The narrow victory of Binyamin Ben-Eliezer in the leadership election for Israel’s Labor party is, on the face of it, a slap in the face for peace. It will leave Simon Peres, Labor’s dovish elder statesman, in the hawkish coalition government of Ariel Sharon, considerably isolated. Ben-Eliezer is currently Sharon’s defense minister and hardly less aggressive in his view of the Palestinians than the prime minister.
Ben-Eliezer defeated Knesset speaker Avraham Burg, who was much more in the political mold of Peres and former Premier Ehud Barak. Since he shares most, if not all, of Sharon’s hawkish views, it is hard to see how he will be able to differentiate Labor from the Likud party’s traditionally hard-line and conservative approach to the Palestinians and the occupied territories of the West Bank and Gaza. For the moment, therefore, Israelis who believe that only negotiations based on the Oslo Accord can bring an end to the terrible cycle of violence have no clear political voice.
Had Avraham Burg emerged as the victor, it is likely that he would have backed the increasingly unhappy Simon Peres and withdrawn from the coalition government, bringing about a fresh general election. Unfortunately, Labor moderates suspect that the Israeli voters have had enough of elections and want a government that can act decisively. They reason that voters feel that the Labor government of Ehud Barak was given a mandate to make peace, and failed. Now the man in the street has given up on negotiations and wants a government that will suppress the Palestinians by main force. The horrible truth may be that much more blood must be shed on both sides, before Israelis remember that each new Palestinian death merely adds to the determination of those who survive to achieve justice.
Some analysts feel that Ben-Eliezer’s victory may bring real benefit to the Palestinian cause. Their argument is that for too long, Israeli politicians whose core beliefs were Zionist and uncompromising hid themselves among the would-be peacemakers of the Labor Party. They pretended to support the efforts of men like the late Yitzhak Rabin and Peres, while all the while working to undermine any real advance toward a negotiated settlement. With Ben-Eliezer in charge of their party, these people no longer have a concealing screen behind which to operate. When they endorse his hawkish determination to crush the Palestinians, they will finally be expressing the black truth within their hearts. In its lurch to the right, the Labor party will place itself in a position to rediscover its soul. The large minority who still believe in negotiations will be able to regroup and position themselves, for the inevitable political counterattack against Ben-Eliezer and his fellow hawks.

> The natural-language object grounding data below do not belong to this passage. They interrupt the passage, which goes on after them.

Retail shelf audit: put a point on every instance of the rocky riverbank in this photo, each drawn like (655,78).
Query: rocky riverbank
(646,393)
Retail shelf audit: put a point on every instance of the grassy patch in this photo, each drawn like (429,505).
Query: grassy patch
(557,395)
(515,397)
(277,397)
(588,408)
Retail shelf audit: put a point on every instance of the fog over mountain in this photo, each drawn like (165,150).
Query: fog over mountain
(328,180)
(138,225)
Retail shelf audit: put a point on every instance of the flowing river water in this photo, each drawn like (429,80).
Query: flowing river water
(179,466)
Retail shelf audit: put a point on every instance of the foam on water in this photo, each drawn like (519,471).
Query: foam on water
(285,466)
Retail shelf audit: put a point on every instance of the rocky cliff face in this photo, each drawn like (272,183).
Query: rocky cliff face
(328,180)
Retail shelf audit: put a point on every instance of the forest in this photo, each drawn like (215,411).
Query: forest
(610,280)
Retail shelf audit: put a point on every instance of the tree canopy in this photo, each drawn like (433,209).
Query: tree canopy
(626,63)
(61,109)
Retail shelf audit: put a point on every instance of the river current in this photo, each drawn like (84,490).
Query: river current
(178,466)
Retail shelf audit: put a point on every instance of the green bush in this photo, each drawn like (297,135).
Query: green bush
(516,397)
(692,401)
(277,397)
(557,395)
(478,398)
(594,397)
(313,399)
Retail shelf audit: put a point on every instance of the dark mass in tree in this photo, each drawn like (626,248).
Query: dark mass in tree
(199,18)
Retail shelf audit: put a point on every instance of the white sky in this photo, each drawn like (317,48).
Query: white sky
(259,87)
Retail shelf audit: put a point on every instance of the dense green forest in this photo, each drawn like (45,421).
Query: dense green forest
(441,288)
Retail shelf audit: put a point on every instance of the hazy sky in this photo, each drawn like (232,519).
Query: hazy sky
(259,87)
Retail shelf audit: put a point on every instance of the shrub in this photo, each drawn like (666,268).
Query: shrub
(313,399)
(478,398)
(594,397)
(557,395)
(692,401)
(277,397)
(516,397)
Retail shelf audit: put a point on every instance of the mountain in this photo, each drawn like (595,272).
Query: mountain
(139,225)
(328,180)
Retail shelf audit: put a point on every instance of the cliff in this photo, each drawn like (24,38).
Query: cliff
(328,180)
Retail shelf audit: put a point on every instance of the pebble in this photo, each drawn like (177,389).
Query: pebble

Ben-Eliezer himself will have nothing to offer the electorate but the same desperate aggression adopted by Premier Sharon. And while Labor leader, he will also have been a leading member of the coalition government that implemented these merciless policies. When they are seen to have failed, as they surely will, Ben-Eliezer will also be seen to have failed, along with Ariel Sharon and the Zionists of Likud. From the wreckage, a new Labor party may emerge, which will have thrown out its hard-liners and resumed the policies of peace.